The cast is what keeps it watchable and, at times, genuinely funny. Matarazzo delivers a jittery, anxious energy that matches the film’s spiraling tone, while Giambrone provides a grounding yet increasingly neurotic presence amid the chaos. Lulu Wilson (as Lizzy) cuts through the madness with a sharp, confident, and witty edge, and Jack Martin (as nemesis Blake) fully commits to the offbeat humor. Their chemistry makes the increasingly bizarre obstacles—both real and imagined—feel at least somewhat rooted in recognizable college-life dynamics, even as things go wildly out of control.
What stood out most to me is how unapologetically weird the film is. It piles one obstacle on top of another—social anxiety, a hostile campus reputation, and then full-on surreal elements that defy any normal sense of reality.
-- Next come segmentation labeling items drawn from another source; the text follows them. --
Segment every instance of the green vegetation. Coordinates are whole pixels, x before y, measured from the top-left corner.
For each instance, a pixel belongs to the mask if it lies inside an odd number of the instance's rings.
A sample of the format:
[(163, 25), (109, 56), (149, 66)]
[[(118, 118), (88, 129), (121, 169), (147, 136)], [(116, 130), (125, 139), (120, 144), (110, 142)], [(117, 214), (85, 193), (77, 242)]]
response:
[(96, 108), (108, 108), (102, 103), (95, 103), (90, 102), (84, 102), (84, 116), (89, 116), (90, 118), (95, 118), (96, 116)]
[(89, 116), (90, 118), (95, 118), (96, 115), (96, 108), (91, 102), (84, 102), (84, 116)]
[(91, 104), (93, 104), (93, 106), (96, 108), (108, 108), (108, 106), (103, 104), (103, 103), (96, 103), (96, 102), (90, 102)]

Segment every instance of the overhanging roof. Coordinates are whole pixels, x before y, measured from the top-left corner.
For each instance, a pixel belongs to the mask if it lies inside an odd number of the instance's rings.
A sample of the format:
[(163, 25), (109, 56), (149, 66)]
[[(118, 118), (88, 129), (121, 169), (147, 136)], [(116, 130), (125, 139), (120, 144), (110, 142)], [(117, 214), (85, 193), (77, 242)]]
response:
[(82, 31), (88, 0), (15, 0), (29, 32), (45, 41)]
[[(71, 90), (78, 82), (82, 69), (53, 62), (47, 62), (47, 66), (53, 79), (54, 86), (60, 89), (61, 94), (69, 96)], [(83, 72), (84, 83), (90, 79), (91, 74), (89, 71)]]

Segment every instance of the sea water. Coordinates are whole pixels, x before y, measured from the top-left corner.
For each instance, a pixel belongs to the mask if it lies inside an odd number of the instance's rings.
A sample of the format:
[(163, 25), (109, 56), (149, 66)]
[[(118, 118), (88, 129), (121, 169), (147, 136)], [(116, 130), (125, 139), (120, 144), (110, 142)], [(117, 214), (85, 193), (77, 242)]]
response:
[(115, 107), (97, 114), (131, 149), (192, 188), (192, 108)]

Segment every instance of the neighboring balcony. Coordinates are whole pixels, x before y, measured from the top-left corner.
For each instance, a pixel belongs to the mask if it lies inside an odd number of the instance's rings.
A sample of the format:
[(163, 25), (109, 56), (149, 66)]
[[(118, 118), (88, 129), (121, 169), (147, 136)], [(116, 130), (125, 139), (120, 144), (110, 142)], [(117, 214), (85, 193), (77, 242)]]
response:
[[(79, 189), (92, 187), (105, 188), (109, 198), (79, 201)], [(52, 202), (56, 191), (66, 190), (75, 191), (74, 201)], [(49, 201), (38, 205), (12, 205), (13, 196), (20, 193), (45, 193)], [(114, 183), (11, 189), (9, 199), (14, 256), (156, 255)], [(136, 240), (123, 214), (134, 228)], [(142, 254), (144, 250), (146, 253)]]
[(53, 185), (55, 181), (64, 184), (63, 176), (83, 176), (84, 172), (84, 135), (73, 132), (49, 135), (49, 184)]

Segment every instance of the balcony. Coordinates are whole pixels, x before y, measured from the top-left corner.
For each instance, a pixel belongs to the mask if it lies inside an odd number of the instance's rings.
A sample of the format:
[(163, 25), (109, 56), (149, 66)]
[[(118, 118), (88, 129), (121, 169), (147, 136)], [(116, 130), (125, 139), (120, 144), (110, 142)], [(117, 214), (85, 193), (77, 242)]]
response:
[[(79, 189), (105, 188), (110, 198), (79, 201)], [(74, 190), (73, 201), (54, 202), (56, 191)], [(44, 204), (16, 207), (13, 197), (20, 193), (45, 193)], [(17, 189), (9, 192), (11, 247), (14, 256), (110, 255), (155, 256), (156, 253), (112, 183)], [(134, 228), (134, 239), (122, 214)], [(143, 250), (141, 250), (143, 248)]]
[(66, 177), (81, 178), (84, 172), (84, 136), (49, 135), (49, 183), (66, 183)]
Not every joke hits, and there are moments where it seems to rely too much on randomness instead of sharp writing, but when it works, it really hits home. It feels very intentionally aimed at high school and college audiences, especially those who enjoy fast-paced, chaotic humor and don’t mind a story that’s more about the journey than the destination.
Overall, I didn’t love every moment, but I appreciated how committed it was to its quirky, anything-goes premise. Notably, I’m not the target audience. It’s chaotic, loud, and sometimes over-the-top, but in the right mood—and with the right audience—it’s an entertaining, popcorn kind of film that fits perfectly in the SXSW environment.